Op 26 januari 2022 heeft de meervoudige verschoningskamer van de Rechtbank Den Haag een beslissing genomen op het verschoningsverzoek van mr. E.A.W. Schippers, rechter in de rechtbank Den Haag. Het verzoek was ingediend in het kader van de hoofdzaak met kenmerk 9512332 / RL EXPL 21-17959. De eiser, wonende te [woonplaats], had een geschil met gedaagden, vertegenwoordigd door mr. J. Jusufovic, advocaat te Amsterdam. De procedure is gestart met een verschoningsverzoek op 24 januari 2022, dat niet ter zitting is behandeld, aangezien dit niet vereist is voor een verschoningsverzoek.

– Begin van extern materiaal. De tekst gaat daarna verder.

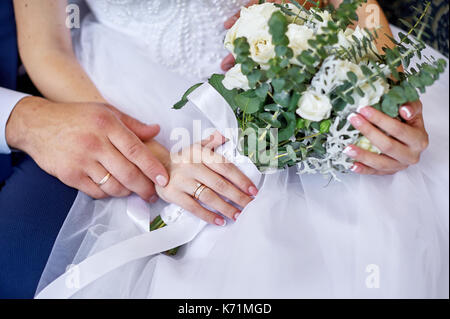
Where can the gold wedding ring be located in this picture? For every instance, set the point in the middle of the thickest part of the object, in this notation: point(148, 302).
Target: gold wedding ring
point(104, 180)
point(198, 191)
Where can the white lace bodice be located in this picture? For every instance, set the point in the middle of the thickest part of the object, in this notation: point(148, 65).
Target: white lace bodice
point(184, 35)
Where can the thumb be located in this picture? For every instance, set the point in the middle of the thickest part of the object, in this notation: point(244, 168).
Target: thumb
point(214, 141)
point(141, 130)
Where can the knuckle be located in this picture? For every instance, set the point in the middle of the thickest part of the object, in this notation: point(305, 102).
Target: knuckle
point(130, 176)
point(243, 199)
point(397, 130)
point(207, 196)
point(102, 119)
point(91, 142)
point(387, 146)
point(425, 142)
point(69, 176)
point(134, 150)
point(220, 185)
point(414, 160)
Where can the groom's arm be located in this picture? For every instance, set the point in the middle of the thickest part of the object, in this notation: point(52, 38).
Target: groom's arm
point(80, 143)
point(45, 46)
point(8, 100)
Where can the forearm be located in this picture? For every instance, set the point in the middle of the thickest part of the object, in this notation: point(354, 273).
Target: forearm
point(47, 52)
point(60, 78)
point(371, 16)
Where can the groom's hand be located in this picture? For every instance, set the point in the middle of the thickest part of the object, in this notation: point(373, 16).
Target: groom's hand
point(81, 143)
point(229, 61)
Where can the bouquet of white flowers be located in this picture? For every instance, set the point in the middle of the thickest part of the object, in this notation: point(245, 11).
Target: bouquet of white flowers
point(300, 73)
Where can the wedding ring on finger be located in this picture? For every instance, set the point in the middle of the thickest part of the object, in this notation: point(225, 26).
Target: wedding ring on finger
point(198, 191)
point(104, 180)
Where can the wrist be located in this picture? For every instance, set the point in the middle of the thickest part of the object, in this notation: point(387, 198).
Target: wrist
point(17, 127)
point(160, 152)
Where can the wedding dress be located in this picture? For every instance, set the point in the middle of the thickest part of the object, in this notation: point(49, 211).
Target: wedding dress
point(364, 237)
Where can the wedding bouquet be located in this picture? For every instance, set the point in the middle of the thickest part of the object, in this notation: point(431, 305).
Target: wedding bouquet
point(300, 73)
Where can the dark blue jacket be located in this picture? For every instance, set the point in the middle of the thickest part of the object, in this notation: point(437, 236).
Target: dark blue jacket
point(8, 65)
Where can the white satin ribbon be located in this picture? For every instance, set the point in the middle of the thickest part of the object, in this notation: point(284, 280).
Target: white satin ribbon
point(182, 226)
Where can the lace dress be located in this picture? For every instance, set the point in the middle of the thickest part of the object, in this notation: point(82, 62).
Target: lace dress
point(366, 237)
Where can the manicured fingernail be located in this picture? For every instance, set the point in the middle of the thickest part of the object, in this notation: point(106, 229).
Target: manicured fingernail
point(161, 180)
point(349, 151)
point(355, 119)
point(365, 111)
point(220, 222)
point(406, 112)
point(253, 191)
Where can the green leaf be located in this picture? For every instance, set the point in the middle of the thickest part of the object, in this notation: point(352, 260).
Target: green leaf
point(352, 77)
point(289, 131)
point(282, 98)
point(389, 107)
point(291, 153)
point(254, 77)
point(306, 58)
point(278, 27)
point(301, 124)
point(325, 126)
point(184, 99)
point(216, 82)
point(293, 103)
point(262, 91)
point(248, 102)
point(278, 84)
point(269, 119)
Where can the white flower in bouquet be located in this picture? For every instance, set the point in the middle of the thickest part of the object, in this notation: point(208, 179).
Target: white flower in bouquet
point(334, 72)
point(365, 144)
point(261, 47)
point(346, 41)
point(234, 79)
point(253, 25)
point(316, 24)
point(300, 16)
point(314, 106)
point(298, 39)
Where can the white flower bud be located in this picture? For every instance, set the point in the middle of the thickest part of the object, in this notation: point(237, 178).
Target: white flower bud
point(234, 79)
point(365, 144)
point(314, 107)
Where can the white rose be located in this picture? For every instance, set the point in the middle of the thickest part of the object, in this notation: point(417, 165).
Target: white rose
point(253, 24)
point(301, 15)
point(365, 144)
point(318, 25)
point(234, 79)
point(371, 96)
point(261, 47)
point(345, 38)
point(314, 107)
point(264, 10)
point(298, 39)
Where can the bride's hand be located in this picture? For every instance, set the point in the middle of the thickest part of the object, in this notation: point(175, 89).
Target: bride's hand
point(401, 145)
point(200, 165)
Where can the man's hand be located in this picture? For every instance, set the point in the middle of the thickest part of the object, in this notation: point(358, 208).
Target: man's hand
point(80, 143)
point(400, 143)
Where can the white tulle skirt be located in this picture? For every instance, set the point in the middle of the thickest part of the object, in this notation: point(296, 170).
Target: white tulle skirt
point(364, 237)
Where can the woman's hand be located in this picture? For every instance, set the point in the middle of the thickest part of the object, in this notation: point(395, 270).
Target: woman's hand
point(400, 143)
point(200, 165)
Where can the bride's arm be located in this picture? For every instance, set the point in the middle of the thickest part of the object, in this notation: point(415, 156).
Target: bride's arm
point(45, 47)
point(371, 16)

De rechter heeft het verzoek gebaseerd op eerdere bemoeienis met zaken die (deels) dezelfde materie betreffen. De beoordeling van het verzoek is gedaan met inachtneming van het uitgangspunt dat een rechter op grond van zijn aanstelling wordt vermoed onpartijdig te zijn. Echter, in uitzonderlijke omstandigheden kan er een aanwijzing zijn voor vooringenomenheid of een terechte vrees daarvoor. De rechter heeft overtuigend aangetoond dat het verschoningsverzoek terecht is ingediend om de schijn van partijdigheid te vermijden.
De verschoningskamer heeft het verzoek toegewezen en bepaald dat de behandeling van de hoofdzaak door een andere rechter moet worden overgenomen. Tevens is besloten dat het proces in de hoofdzaak wordt voortgezet in de stand waarin het zich bevond op het moment van indiening van het verschoningsverzoek. Een afschrift van deze beslissing zal worden toegezonden aan de betrokken partijen en de rechter.